A Organização das Nações Unidas nasceu do ideal de uma ordem internacional mais justa, fundada na igualdade soberana dos Estados e no respeito mútuo entre os povos, numa altura em que os países africanos ainda não haviam conquistado as suas independências e o seu espaço como nações soberanas, no seio da Comunidade Internacional.
Nesta base, há vinte anos, nas terras de Ezulwini e Sirte, África expressou a sua voz, lançando uma mensagem clara, corajosa e baseada num princípio irrefutável, o da justiça e equidade na governação mundial.
Ao adoptar o Consenso de Ezulwini em Março de 2005 e a Declaração de Sirte em Julho do mesmo ano, o nosso continente mostrou claramente ao mundo a sua vontade de romper com a exclusão histórica de que é vítima desde a criação do Conselho de Segurança das Nações Unidas.
Contudo, passados estes anos, quase ou nada foi feito no sentido de se responder às reivindicações dos povos de África, uma vez que o continente africano, que representa mais de 1,4 mil milhões de pessoas, cerca de 17% da população mundial, e que ocupa quase um terço dos assentos na Assembleia Geral, continua excluído da tomada de decisões centrais no Conselho de Segurança.
Preocupa-nos o impasse que se regista nas negociações intergovernamentais, por estarem a ser demasiado lentas, processuais e frequentemente paralisadas por divisões.
Duas décadas sem resultados concretos podem prejudicar a dinâmica do processo, mas é importante dizer que a unidade se mantém firme e inquebrantável.
Estes dois textos, o de Ezulwini e o de Sirte, expressam a vontade colectiva do continente em obter uma representação equitativa neste Órgão fundamental da governação mundial.
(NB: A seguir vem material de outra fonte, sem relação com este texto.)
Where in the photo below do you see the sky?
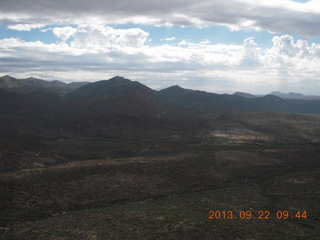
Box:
[0,0,320,95]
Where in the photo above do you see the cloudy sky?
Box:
[0,0,320,95]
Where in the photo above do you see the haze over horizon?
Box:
[0,0,320,95]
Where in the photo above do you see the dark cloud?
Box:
[0,0,320,36]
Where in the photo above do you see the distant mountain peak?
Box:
[69,76,153,100]
[232,92,257,98]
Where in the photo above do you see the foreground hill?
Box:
[0,77,320,240]
[0,76,320,140]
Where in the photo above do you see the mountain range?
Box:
[0,76,320,139]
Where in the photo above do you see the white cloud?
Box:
[0,24,320,94]
[160,37,176,41]
[52,26,77,42]
[0,0,320,36]
[8,24,45,31]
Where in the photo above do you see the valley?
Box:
[0,77,320,240]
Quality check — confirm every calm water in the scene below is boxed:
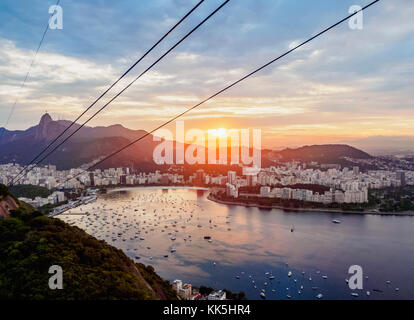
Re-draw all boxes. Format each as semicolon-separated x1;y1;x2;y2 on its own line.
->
60;188;414;299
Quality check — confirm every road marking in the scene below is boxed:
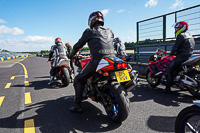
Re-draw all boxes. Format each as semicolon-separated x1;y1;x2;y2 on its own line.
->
5;83;11;89
20;56;27;61
18;62;28;78
10;75;24;80
25;92;32;104
0;96;5;107
24;119;35;133
24;81;29;86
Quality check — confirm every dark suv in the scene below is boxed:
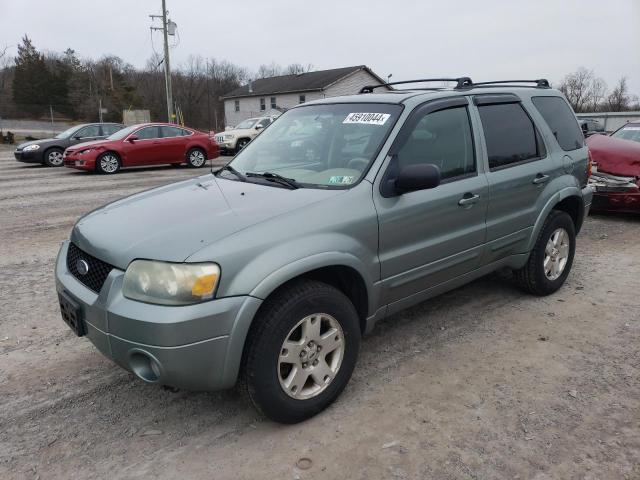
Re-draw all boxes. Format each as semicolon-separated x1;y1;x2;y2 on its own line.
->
56;78;593;422
13;123;125;167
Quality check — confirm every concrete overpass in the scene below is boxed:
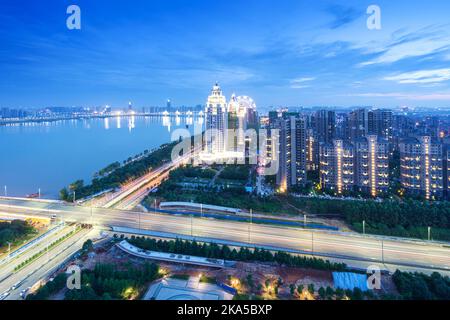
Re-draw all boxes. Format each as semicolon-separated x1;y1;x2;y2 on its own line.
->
0;198;450;272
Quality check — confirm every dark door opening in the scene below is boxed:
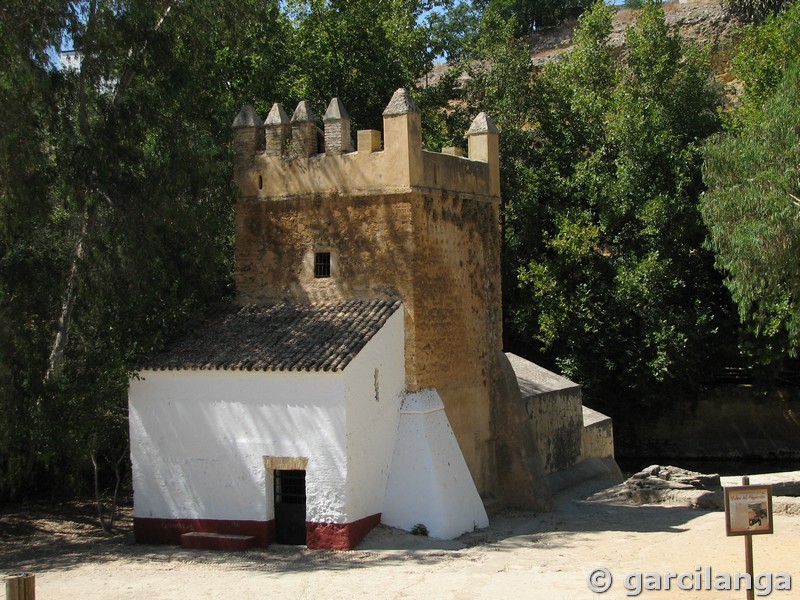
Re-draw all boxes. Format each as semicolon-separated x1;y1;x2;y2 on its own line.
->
274;470;306;546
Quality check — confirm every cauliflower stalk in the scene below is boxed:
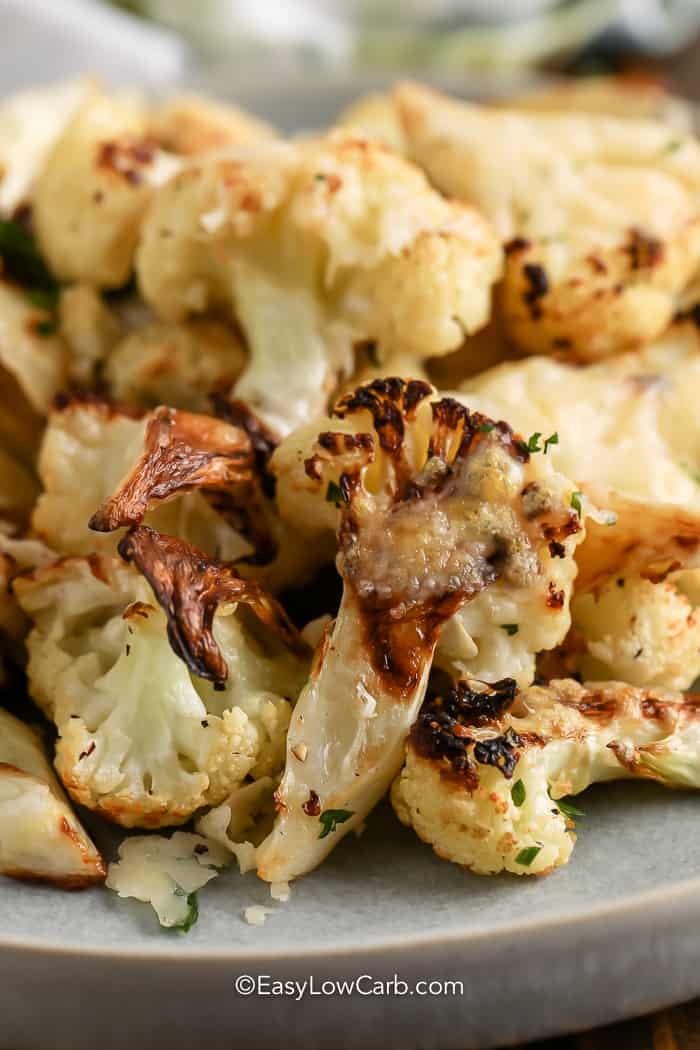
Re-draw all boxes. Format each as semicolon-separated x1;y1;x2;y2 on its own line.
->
136;132;502;435
15;541;305;827
0;709;105;889
257;379;582;882
391;679;700;875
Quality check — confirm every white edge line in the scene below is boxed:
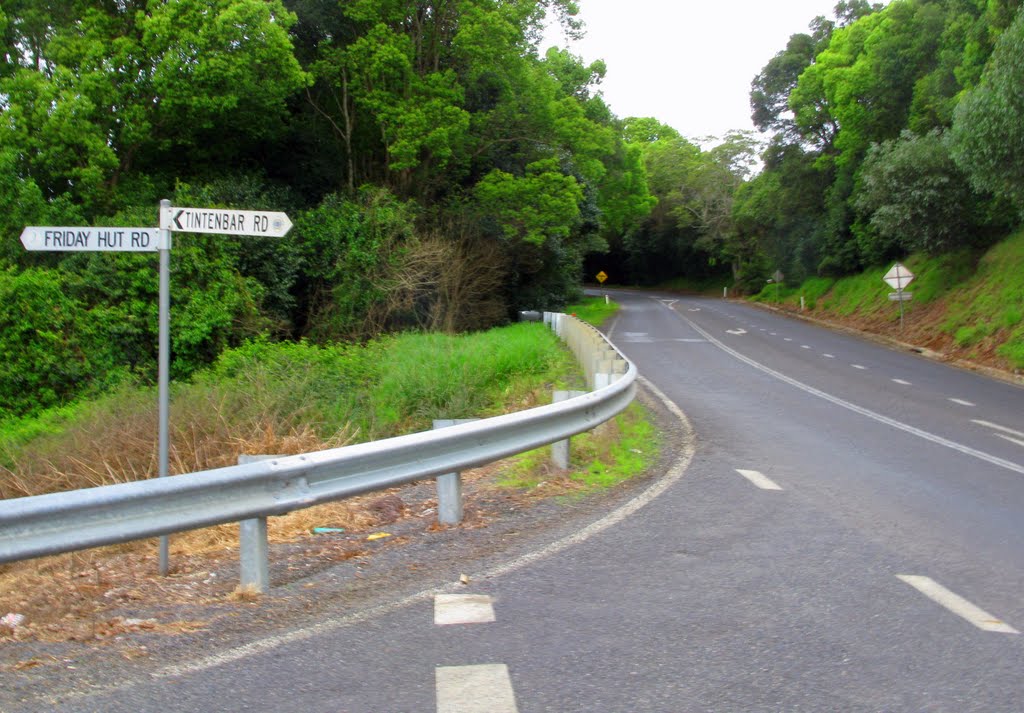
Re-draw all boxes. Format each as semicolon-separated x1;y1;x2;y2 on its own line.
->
736;468;782;490
896;575;1020;634
995;433;1024;446
151;376;696;676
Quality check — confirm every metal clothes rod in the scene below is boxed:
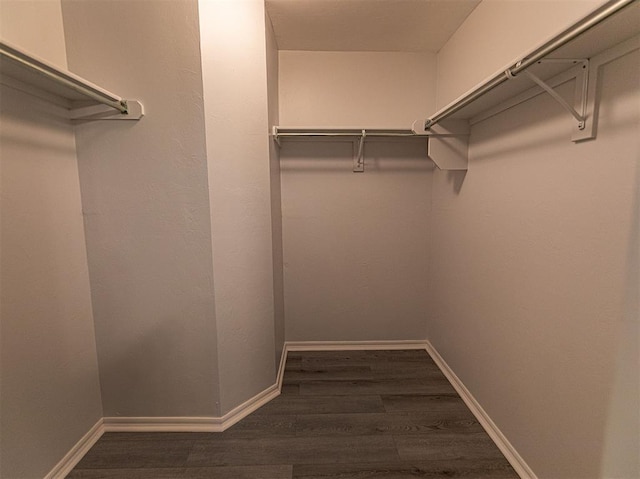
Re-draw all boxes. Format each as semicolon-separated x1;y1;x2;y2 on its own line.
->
0;42;129;114
424;0;637;129
273;126;428;139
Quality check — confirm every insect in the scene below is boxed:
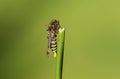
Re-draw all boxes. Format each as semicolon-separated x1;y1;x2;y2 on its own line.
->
47;20;61;57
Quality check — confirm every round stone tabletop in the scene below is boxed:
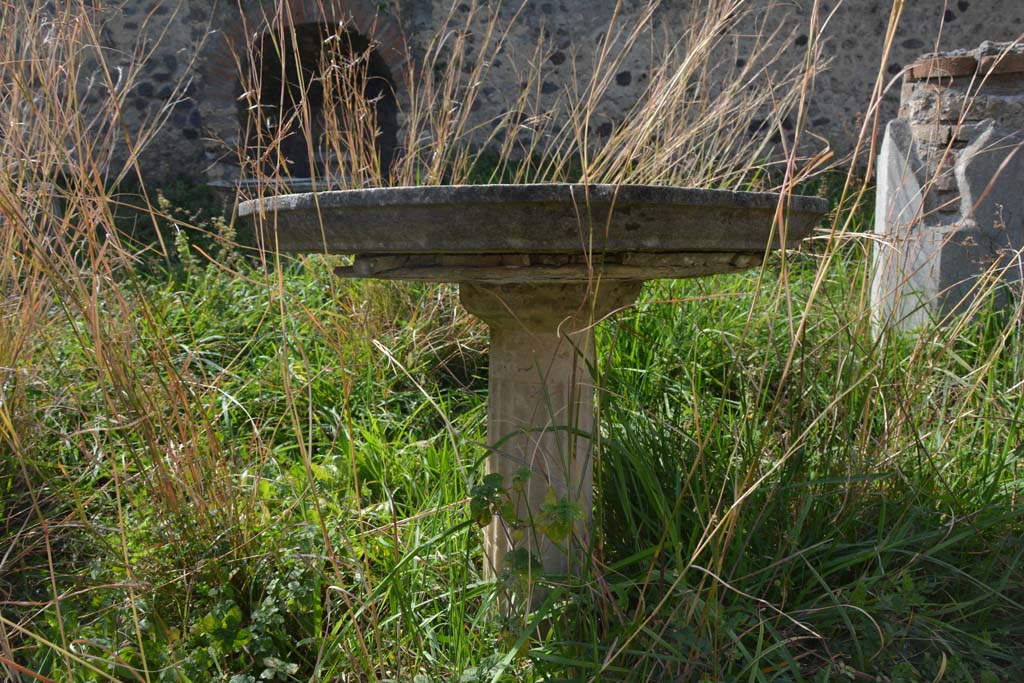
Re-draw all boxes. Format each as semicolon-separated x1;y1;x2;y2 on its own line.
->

Por este facto, a União Africana, na base destes dois documentos e por via deste órgão que se reúne aqui, defende com firmeza que a reforma do Conselho de Segurança deve incluir a atribuição de pelo menos dois assentos permanentes para África, com todos os direitos e prerrogativas, incluindo o direito de veto enquanto este continuar a existir, e cinco assentos não permanentes adicionais para os Estados africanos, garantindo assim uma representação justa e equitativa e um compromisso claro de que o continente africano deixará de ser objecto das decisões do Conselho, para passar a ser sujeito activo dessas decisões.
Esta exigência não é nem excessiva nem simbólica, mas sim a expressão de um direito legítimo assente na realidade geopolítica actual que impõe a correcção desta injustiça, nomeadamente o nosso peso demográfico, a nossa contribuição para as Operações de Manutenção da Paz e o facto de África ser o continente mais visado pelas decisões do Conselho de Segurança, sendo simultaneamente o menos representado.
Em face disso, consideramos que um Conselho de Segurança que aborda África em cerca de 70% da sua agenda não pode continuar sem África como Membro Permanente.
É chegado o momento de se considerar que o continente africano deve passar a ter uma voz activa e uma voz mais forte nas decisões globais relacionadas com a paz, a segurança e o desenvolvimento.
Excelências,
O multilateralismo representa uma alavanca essencial para África na sua busca pela justiça, equidade e desenvolvimento sustentável.
Confrontados com os desafios globais actuais, oferece-nos um quadro propício para reforçar a unidade e a solidariedade continental, apoiando-nos em posições comuns, como as que celebramos hoje, mas também para defender princípios essenciais como a soberania dos Estados, a não ingerência e o direito ao desenvolvimento, que nos são caros e que garantem a inclusão equilibrada de África na governação global.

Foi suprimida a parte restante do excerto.